The character is in one scene and used as throwaway joke, yet he is in full costume and makeup that probably took hours to put on the actor, whereas every other movie would go the lazy route and just make them completely CGI.

3 Energetic Filmmaking

dungeons & dragons honor among theives
Paramount Pictures

Not since Top Gun: Maverick has there been a blockbuster teeming with so much life and energy. They were given a healthy $150 million budget for this movie where Game Night cost $37 million, a huge jump that for most would be incredibly overwhelming. Goldstein and Daley were instead supremely confident and brought along with them all the tricks that they had learned from their smaller movies, but on a much larger scale. Locking the camera off on an object centered in the frame, like when they have Doric rolling through the portal, is a practical trick that they also used in the car chases in Game Night.

They also bring back their use of “long takes” (with hidden cuts) with Doric as she shape-shifts her way out of Forge’s castle in Neverwinter after being caught by the Red Wizard. This same editing trick is used in Game Night when the characters have to keep away with the Fabergé egg in the mansion. These guys have a real style and flair in their filmmaking that feels uniquely engaging.
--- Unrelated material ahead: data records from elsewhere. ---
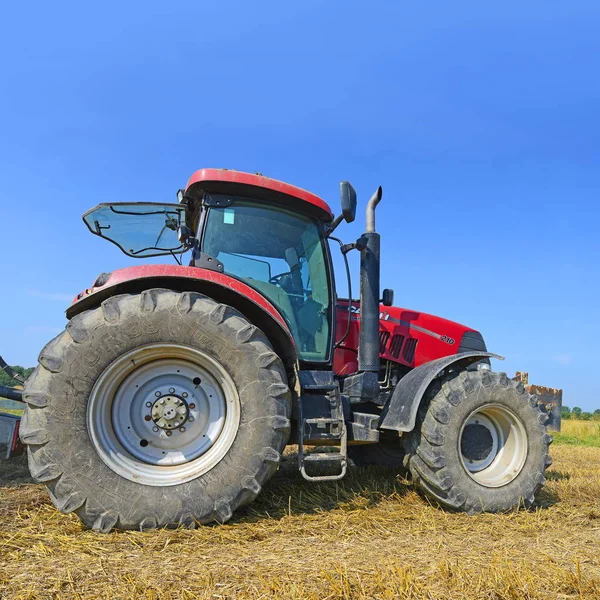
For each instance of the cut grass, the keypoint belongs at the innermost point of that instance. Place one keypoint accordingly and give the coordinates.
(578, 433)
(367, 536)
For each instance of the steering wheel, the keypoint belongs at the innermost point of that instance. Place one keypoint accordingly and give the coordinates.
(277, 278)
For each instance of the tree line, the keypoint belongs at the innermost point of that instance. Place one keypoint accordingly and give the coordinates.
(8, 381)
(577, 413)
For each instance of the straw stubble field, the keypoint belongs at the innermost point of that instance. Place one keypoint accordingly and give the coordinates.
(369, 536)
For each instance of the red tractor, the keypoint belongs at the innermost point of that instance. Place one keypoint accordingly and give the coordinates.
(172, 393)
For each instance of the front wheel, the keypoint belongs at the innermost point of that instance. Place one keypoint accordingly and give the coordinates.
(480, 443)
(157, 409)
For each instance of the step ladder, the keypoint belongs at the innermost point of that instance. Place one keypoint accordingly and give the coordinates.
(331, 430)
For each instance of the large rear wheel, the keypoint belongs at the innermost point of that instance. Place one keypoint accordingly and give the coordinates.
(157, 409)
(480, 443)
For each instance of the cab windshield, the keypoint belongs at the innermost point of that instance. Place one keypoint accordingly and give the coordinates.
(281, 254)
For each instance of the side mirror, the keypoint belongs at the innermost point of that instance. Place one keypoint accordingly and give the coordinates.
(388, 297)
(348, 200)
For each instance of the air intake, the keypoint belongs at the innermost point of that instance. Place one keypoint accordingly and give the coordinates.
(396, 345)
(384, 337)
(409, 349)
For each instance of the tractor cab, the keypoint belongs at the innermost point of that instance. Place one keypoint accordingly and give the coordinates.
(274, 241)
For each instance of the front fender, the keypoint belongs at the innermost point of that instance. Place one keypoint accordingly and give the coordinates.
(400, 411)
(219, 286)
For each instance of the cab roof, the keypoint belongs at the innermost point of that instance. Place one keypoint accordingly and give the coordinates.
(225, 181)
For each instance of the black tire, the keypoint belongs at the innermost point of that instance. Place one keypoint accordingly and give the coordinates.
(63, 457)
(388, 452)
(433, 449)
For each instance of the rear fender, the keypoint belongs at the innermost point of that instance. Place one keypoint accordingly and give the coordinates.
(400, 411)
(222, 288)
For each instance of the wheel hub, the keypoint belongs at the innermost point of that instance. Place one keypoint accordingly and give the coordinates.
(163, 414)
(170, 412)
(493, 445)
2 Wears its Heart on its Sleeve

Dungeons and Dragons: Honor Among Thieves
Paramount Pictures

Dungeons & Dragons is the rare blockbuster that feels incredibly personal and completely genuine. The movie is not being backed by a super producer that just wants another formulaic blockbuster that is guaranteed to make $1 billion and barely allows the director’s voice come through, even though they hired them for their directorial à la Kevin Feige. Honor Among Thieves was made by two auteurs who were given complete control over this movie when most production companies would not trust guys like them with a $150 million budget. Also, at the core of this movie is the platonic relationship between Edgin and Holga, two people who love each other in their own unique way, as well as how much they love Kira brings so much heart into this movie.

Furthermore, the tight bond that is developed between the main cast throughout out the movie, each of them learning how to use their different skills together to become the kickass team to stop the evil Red Wizard. They essentially defeat her using their friendship, which is cheesy, but there is nothing wrong with being cheesy as long as it is genuine and not just a way to make the audience cry.
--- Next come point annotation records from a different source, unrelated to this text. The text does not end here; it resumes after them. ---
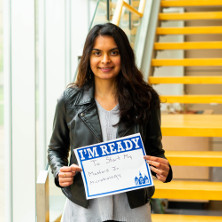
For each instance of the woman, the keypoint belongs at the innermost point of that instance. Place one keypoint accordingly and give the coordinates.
(109, 100)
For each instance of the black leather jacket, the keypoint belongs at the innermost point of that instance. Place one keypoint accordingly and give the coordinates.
(77, 124)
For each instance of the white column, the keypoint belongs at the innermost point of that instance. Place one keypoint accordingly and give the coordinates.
(19, 63)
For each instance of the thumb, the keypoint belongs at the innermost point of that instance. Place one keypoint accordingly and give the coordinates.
(76, 168)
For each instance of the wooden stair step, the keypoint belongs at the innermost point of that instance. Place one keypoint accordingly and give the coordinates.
(190, 16)
(187, 45)
(179, 3)
(191, 99)
(201, 125)
(189, 30)
(192, 190)
(194, 158)
(187, 62)
(184, 218)
(185, 80)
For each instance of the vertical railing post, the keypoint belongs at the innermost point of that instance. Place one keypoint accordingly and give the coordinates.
(42, 196)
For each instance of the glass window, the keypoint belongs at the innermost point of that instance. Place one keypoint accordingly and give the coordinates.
(2, 208)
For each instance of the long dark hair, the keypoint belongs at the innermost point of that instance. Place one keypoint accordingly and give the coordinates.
(136, 98)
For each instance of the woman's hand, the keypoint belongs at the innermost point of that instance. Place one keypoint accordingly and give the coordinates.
(158, 165)
(67, 173)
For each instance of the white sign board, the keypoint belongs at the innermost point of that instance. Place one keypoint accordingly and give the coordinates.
(114, 167)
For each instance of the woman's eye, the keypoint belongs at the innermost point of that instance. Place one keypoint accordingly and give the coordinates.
(115, 53)
(96, 53)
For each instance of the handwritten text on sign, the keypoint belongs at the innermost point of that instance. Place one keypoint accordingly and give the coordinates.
(113, 167)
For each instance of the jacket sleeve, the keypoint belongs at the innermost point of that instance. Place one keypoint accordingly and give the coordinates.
(58, 150)
(153, 142)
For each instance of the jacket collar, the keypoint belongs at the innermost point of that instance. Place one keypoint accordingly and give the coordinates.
(90, 114)
(86, 96)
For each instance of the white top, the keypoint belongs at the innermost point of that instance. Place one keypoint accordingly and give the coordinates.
(114, 207)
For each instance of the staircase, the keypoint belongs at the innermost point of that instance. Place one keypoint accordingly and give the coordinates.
(191, 125)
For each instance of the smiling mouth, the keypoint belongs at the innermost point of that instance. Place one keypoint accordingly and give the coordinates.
(106, 69)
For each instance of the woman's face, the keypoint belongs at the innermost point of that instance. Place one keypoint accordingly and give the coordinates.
(105, 61)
Related: How Dungeons & Dragons: Honor Among Thieves Could Set Up a Cinematic Universe

1 Taking its Source Material Seriously, but Not too Seriously

Chris Pine and Michelle Rodriguez in Dungeons & Dragons: Honor Among Thieves
Paramount Pictures

Goldstein and Daley decided not to go the Marvel route of making fun of themselves and the source material before you can because they can’t take themselves seriously anymore. Instead, they take the source material extremely seriously and create comedy within the rules that they have set up and the world in which they have been allowed to play. The unfortunate effect of the Deadpool movies is that every main character in a comic book movie or just a general big-budget movie has to call out what is happening on screen. It is a form of winking at the audience to let them know that they are also in on the joke and understand how dumb everything is.
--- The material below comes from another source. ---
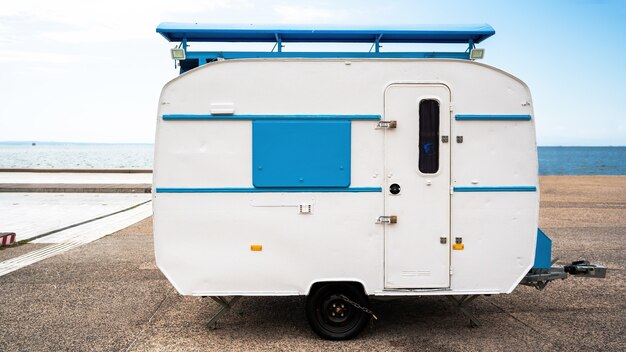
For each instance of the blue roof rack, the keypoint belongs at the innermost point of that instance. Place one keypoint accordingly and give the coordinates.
(195, 32)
This movie does none of that; rather, you fully buy into this strange and unfamiliar world without over explaining and holding the audience’s hand, trusting that the audience will be able to follow along. Consequently, allowing room in the movie for more comedy, action, and character beats that in most movies, feel like an afterthought to setting up a 20-movie franchise. Dungeons & Dragons tells a stand-alone story that is in complete control of its tone and perfectly strikes the balance of being completely indebted to its source material while not diving off into the deep end.